DATE: THURSDAY, October 20, 1994                   TAG: 9410200096
SECTION: VIRGINIA                    PAGE: C-1   EDITION: METRO 
SOURCE: 
DATELINE: VIRGINIA BEACH                                LENGTH: Medium


EX-HOSTAGE OFFERS THANKS

One day after promising to scrap the most negative television ad of his campaign, Republican U.S. Senate candidate Oliver North got teary-eyed, hugged a former hostage and surfaced atop a new poll of state voters.

A kinder, gentler Virginia Senate race?

Think again.

North appeared in Virginia Beach on Wednesday with former hostage David Jacobsen, who thanked the Iran-Contra figure for winning his freedom, saving his life and being just an all-around great guy.

Sen. Charles Robb's campaign promptly offered up the wife of former captive Jerry Levin, who called North's arms-for-hostages deals ``bogus'' and asked: ``How much are people willing to swallow from this man?''

The battle of the ex-hostages erupted just as a poll was released showing North with a four-point lead over Robb with less than three weeks until the Nov. 8 election.

Conducted Oct. 15-17 for the Roanoke Times & World-News and WDBJ (Channel 7) by Mason-Dixon Political/Media Research Inc., the poll of 828 registered voters showed 37 percent favoring North, 33 percent backing Robb and 16 percent supporting independent Marshall Coleman.

The poll has a margin of error of 3.5 percent, meaning that the race between North and Robb statistically is a dead heat.

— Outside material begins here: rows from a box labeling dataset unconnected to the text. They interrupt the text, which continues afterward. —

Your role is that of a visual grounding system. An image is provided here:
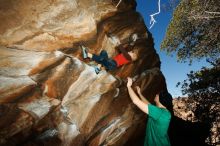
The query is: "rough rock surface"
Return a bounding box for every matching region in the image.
[0,0,166,146]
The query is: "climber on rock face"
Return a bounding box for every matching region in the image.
[127,78,173,146]
[81,33,138,74]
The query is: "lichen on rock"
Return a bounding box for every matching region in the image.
[0,0,166,146]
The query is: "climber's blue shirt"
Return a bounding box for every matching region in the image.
[144,104,171,146]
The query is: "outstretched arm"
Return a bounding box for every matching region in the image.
[116,44,132,60]
[127,77,148,114]
[136,86,150,104]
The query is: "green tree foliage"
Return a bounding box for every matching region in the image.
[161,0,220,62]
[177,59,220,144]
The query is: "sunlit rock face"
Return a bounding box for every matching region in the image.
[0,0,166,146]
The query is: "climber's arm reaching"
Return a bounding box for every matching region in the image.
[136,86,150,104]
[127,77,148,114]
[116,44,132,60]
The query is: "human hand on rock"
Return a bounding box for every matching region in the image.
[136,86,141,94]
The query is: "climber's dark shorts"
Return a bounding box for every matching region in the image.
[92,50,117,70]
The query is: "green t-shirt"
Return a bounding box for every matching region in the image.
[144,104,171,146]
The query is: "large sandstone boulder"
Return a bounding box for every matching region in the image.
[0,0,166,146]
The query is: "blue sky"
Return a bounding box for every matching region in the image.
[136,0,208,97]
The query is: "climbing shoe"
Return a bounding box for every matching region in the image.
[81,45,88,59]
[93,66,101,74]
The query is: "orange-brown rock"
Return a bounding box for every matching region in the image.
[0,0,166,146]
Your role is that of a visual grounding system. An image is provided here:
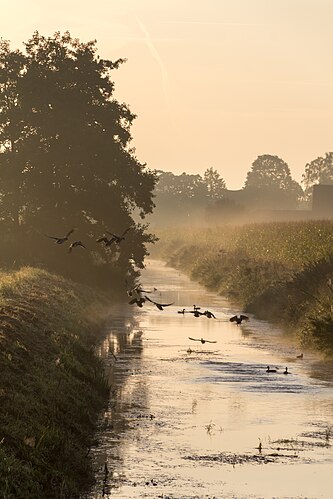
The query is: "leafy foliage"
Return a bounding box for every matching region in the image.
[245,154,303,208]
[302,152,333,198]
[0,32,155,290]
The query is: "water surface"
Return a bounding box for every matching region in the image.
[90,261,333,499]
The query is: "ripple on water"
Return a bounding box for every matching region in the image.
[200,360,315,393]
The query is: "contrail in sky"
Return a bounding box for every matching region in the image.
[135,15,169,107]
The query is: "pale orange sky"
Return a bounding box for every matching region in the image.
[0,0,333,189]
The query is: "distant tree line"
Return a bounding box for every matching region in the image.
[0,32,156,286]
[153,152,333,225]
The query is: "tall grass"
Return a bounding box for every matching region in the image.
[154,220,333,354]
[0,267,109,499]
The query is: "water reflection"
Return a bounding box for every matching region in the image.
[90,264,333,499]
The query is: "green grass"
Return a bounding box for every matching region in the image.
[153,221,333,355]
[0,267,109,499]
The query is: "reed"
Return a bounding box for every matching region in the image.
[153,220,333,355]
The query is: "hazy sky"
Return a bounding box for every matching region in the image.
[0,0,333,189]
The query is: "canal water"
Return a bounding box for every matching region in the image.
[89,261,333,499]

But pollster Brad Coker said the probability is strong that North is in fact ahead, and that North remains the only candidate with any sign of momentum.

Lately North has been trying to use that momentum to lift himself into the political comfort zone, where candidates can practice the happier, friendlier side of campaigning.

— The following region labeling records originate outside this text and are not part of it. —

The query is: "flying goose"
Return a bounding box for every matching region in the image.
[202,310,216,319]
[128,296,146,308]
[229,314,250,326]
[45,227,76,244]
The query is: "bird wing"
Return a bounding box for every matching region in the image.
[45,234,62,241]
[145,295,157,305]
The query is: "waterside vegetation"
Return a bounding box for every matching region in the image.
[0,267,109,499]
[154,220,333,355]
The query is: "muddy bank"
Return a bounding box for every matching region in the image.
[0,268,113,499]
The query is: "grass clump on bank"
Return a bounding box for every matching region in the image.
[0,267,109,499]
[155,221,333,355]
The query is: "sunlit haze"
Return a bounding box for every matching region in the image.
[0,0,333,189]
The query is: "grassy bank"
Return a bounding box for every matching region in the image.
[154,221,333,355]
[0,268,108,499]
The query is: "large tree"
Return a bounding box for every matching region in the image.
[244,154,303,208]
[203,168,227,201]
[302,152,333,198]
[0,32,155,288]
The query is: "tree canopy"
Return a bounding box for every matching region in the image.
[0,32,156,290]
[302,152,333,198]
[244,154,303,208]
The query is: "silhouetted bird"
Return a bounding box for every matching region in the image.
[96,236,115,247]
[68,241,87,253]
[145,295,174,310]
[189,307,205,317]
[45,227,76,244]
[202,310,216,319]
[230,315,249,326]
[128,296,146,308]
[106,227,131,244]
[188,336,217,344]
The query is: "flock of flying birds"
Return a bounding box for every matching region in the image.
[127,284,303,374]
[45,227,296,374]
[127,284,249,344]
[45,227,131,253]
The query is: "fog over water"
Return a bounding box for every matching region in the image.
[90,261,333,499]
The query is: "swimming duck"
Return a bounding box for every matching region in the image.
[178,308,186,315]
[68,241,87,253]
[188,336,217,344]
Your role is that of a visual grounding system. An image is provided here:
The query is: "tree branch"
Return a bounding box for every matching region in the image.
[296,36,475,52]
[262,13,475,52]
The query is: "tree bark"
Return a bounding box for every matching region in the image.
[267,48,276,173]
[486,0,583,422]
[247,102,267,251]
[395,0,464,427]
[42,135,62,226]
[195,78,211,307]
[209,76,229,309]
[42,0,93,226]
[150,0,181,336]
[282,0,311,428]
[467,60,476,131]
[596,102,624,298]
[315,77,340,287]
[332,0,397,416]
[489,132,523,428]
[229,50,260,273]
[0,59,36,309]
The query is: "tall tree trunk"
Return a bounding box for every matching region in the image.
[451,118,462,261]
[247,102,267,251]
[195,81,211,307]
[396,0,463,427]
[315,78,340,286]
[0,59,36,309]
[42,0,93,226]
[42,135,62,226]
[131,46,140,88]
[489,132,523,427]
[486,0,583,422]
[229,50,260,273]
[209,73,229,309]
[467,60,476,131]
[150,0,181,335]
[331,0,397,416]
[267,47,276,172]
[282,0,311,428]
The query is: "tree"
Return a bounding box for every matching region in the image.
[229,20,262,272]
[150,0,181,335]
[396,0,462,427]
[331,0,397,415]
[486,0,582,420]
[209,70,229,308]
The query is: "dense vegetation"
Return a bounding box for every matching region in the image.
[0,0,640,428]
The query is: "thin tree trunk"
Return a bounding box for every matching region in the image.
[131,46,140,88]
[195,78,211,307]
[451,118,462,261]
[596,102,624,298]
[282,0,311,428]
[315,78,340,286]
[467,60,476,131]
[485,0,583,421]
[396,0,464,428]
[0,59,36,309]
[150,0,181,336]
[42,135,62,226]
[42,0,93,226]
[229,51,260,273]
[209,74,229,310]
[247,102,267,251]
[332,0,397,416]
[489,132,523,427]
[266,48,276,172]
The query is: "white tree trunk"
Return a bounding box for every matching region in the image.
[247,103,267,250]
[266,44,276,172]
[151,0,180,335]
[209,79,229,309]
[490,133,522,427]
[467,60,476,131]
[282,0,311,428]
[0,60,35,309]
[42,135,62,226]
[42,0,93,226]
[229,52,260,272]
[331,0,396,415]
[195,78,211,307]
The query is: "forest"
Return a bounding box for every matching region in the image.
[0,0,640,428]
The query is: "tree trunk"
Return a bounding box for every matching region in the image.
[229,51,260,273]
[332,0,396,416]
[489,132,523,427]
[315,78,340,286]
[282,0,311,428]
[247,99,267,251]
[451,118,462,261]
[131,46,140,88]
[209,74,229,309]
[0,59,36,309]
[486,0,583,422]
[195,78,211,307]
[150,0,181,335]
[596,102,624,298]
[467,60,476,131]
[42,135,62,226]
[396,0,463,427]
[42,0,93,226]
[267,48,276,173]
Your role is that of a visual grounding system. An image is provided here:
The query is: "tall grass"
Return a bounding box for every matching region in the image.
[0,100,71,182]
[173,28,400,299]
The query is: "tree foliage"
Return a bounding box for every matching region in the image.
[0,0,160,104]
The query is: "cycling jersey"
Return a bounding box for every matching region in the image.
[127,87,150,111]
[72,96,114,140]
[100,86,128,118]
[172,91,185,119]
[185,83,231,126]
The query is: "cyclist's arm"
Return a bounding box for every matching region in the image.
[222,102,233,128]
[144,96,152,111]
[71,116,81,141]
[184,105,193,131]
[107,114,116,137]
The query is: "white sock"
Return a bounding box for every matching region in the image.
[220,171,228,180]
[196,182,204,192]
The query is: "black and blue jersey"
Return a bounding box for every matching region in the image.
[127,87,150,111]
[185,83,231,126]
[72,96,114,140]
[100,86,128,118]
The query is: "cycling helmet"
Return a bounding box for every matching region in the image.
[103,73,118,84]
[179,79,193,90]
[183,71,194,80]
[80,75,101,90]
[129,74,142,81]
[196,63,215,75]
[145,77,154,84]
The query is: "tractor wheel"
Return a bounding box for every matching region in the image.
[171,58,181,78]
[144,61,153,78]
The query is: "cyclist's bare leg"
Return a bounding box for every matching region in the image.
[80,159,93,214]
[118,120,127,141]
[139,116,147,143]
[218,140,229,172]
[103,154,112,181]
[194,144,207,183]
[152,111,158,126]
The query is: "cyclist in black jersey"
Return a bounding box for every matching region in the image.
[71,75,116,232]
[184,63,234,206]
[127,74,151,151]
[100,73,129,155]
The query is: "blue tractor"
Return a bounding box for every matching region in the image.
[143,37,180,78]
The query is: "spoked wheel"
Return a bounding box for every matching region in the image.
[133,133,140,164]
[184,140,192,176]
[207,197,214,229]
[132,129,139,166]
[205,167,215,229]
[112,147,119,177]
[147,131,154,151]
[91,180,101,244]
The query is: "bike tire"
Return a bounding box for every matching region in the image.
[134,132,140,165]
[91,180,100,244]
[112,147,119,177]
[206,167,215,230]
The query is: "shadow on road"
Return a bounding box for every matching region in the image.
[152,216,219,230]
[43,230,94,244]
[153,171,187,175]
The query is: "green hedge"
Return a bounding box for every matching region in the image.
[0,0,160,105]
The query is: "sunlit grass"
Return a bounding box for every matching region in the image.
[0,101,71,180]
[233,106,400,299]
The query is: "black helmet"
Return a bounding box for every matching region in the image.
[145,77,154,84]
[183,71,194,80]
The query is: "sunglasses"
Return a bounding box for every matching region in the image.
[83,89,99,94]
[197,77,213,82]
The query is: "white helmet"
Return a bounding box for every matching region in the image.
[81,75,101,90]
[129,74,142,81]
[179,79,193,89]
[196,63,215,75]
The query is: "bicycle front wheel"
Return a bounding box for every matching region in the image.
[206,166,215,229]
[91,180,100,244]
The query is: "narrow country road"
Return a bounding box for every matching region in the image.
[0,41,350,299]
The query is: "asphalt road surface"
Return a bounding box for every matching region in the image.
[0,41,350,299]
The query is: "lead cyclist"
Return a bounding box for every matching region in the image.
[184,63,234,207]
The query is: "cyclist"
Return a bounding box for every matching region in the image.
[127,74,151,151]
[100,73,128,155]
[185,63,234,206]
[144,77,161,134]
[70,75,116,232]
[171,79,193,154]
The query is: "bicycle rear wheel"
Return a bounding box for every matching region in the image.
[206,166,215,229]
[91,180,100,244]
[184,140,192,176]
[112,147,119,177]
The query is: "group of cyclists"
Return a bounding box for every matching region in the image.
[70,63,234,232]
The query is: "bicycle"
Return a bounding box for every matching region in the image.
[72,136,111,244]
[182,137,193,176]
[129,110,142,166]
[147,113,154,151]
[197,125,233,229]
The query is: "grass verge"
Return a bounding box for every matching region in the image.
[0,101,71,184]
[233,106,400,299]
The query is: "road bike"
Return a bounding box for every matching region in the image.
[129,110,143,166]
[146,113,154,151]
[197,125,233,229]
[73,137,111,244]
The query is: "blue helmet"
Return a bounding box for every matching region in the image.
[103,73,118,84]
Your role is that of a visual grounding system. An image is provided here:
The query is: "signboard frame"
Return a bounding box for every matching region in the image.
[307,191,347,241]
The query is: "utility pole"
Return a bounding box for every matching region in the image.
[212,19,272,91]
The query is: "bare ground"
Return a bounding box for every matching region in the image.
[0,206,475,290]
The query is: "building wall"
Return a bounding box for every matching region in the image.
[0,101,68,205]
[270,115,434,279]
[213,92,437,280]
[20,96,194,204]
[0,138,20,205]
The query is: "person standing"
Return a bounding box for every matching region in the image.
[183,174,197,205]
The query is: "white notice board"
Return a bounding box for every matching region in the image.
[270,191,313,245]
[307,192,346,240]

On Tuesday, for instance, North said he was yanking his campaign's most negative television commercial yet - one reminding voters of Robb's alleged involvement with drugs and a beauty queen - although it was still airing in Roanoke on Wednesday evening.

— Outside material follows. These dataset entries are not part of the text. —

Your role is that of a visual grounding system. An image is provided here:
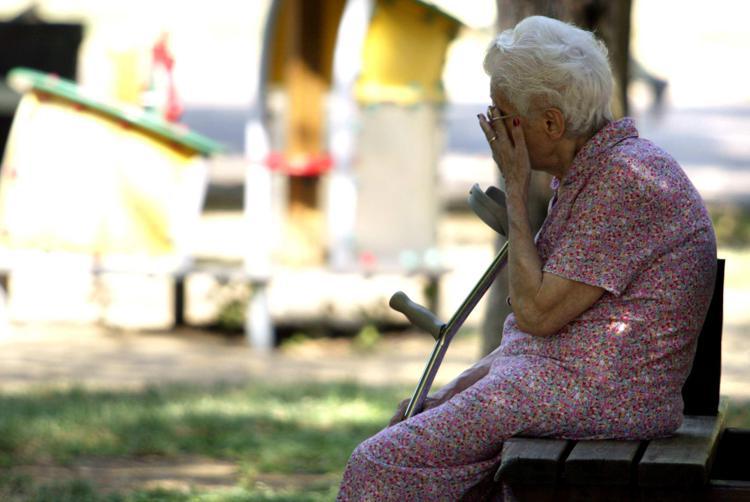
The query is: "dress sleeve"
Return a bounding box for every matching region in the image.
[543,159,670,296]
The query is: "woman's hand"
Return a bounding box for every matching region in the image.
[388,396,443,426]
[477,106,531,199]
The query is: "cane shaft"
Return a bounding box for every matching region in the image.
[404,241,508,419]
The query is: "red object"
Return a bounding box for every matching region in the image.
[266,152,333,176]
[151,33,183,122]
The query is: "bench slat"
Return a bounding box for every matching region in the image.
[495,438,571,485]
[565,440,641,485]
[638,413,724,487]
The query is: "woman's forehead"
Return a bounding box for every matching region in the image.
[490,90,513,110]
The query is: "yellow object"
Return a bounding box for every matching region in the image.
[0,91,206,258]
[355,0,461,105]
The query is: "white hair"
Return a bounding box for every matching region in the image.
[484,16,612,136]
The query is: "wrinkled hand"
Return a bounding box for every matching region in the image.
[477,106,531,195]
[388,396,442,426]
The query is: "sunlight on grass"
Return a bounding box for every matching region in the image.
[0,383,406,501]
[717,248,750,289]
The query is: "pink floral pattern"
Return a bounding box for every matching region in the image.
[339,119,716,501]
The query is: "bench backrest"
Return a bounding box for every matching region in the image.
[682,259,725,415]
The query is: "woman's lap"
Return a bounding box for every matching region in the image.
[340,361,586,500]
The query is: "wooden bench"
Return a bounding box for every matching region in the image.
[495,260,736,500]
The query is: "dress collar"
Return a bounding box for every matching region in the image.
[550,117,638,190]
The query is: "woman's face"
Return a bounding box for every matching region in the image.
[490,91,557,172]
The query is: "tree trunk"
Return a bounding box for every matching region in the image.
[481,0,632,355]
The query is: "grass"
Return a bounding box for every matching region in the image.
[0,383,408,501]
[0,383,750,502]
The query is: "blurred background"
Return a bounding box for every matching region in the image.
[0,0,750,500]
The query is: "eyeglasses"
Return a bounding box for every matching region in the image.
[487,105,518,123]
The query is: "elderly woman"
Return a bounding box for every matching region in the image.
[339,13,716,501]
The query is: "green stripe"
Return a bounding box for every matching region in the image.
[8,68,224,155]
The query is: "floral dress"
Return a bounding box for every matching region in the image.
[339,119,716,501]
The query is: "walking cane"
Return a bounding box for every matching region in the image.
[388,184,508,419]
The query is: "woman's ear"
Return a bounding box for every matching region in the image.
[542,108,565,140]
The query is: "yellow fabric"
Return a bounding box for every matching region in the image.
[355,0,460,105]
[0,92,205,256]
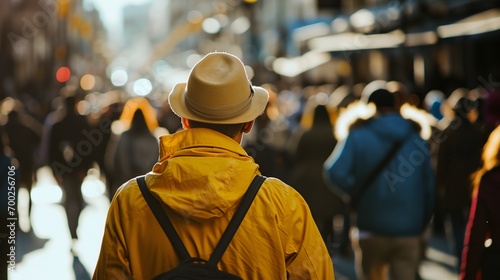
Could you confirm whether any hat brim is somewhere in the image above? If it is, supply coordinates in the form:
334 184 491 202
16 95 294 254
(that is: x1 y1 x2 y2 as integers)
168 83 269 124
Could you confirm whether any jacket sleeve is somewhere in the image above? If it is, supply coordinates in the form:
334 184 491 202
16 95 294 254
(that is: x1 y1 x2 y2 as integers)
283 188 334 280
92 188 132 280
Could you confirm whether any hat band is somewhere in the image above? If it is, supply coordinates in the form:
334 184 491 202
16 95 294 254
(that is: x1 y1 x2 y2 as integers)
184 86 254 120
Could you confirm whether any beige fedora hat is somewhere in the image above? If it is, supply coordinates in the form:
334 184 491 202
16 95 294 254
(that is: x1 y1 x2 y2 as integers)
168 52 269 124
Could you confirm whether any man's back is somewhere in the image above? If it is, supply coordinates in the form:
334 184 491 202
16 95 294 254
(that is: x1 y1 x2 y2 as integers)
94 128 333 279
327 114 434 235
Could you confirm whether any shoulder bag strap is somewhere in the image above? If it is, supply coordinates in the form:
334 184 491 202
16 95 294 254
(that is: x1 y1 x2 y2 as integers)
136 175 191 260
208 175 266 266
136 175 266 266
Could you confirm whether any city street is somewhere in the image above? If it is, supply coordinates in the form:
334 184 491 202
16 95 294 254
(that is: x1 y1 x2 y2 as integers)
9 168 458 280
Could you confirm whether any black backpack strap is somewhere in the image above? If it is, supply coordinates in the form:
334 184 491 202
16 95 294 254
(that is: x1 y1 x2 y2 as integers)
136 175 266 266
136 175 191 260
208 175 266 266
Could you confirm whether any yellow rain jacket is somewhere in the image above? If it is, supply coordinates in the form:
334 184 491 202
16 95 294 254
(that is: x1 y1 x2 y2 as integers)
93 128 334 280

On Wednesday at his news conference, North hugged Jacobsen on stage and seemed choked with emotion.

Jacobsen was a hostage in Beirut, Lebanon, in 1985 and 1986, the same time North was helping to arrange secret weapons trades with Iran in exchange for the release of American hostages. Jacobsen said he would likely be dead or still in captivity if not for North.

``There is not one day that goes by that I do not thank Oliver North and President Reagan for what they did to secure my freedom and the freedom of the other hostages,'' Jacobsen said.

Jacobsen also is the subject of North's latest television advertisement, a more emotional piece he said will replace the sex-and-drugs ad.

Campaign aides pitched Jacobsen as a reminder to the public of why people liked North in 1987 - before the ``liberal media and Washington insiders'' started trying to make them forget, according to spokesman Mark Merritt.

Robb framed the endorsement as ``an attempt to take a single example to distort the big picture.''

``And the big picture has very little to do with saving lives,'' Robb said.

``Nobody is quarreling with anything he may have done that really tried to saved lives. What we're quarreling with is everything else he did.''

North was convicted in 1989 of three felonies connected to his Iran-Contra role, though all were later overturned on appeal. He also has been tied to potential profits from Iran-Contra arms sales, a link North disputes.

Levin's wife, Sis, said North's arms-for-hostages deal encouraged captors to take more hostages. Former hostage Terry Anderson has made the same claim.

Robb, despite an ever-intensifying effort to improve his standing through television advertising, has remained stagnant in polls - at 33 percent of the vote - since early September. The only area of the state in which he has a comfortable lead is Northern Virginia.

Coleman's support has increased by only 1 percentage point during the same period.

North, on the other hand, has improved his support from 28 percent to 37 percent since early September.

"The current trend seems to favor North," wrote Coker, president of Mason-Dixon. "Robb's support has been stuck. ... North, despite high negatives, has been able to steadily increase his support."

Coker said Coleman "has the potential to make a late charge" if voters become dissatisfied with Robb and North. But "in order for this to happen," Coker added, voters must first become convinced that Coleman "has a chance to win."

Staff writer David M. Poole contributed to this story.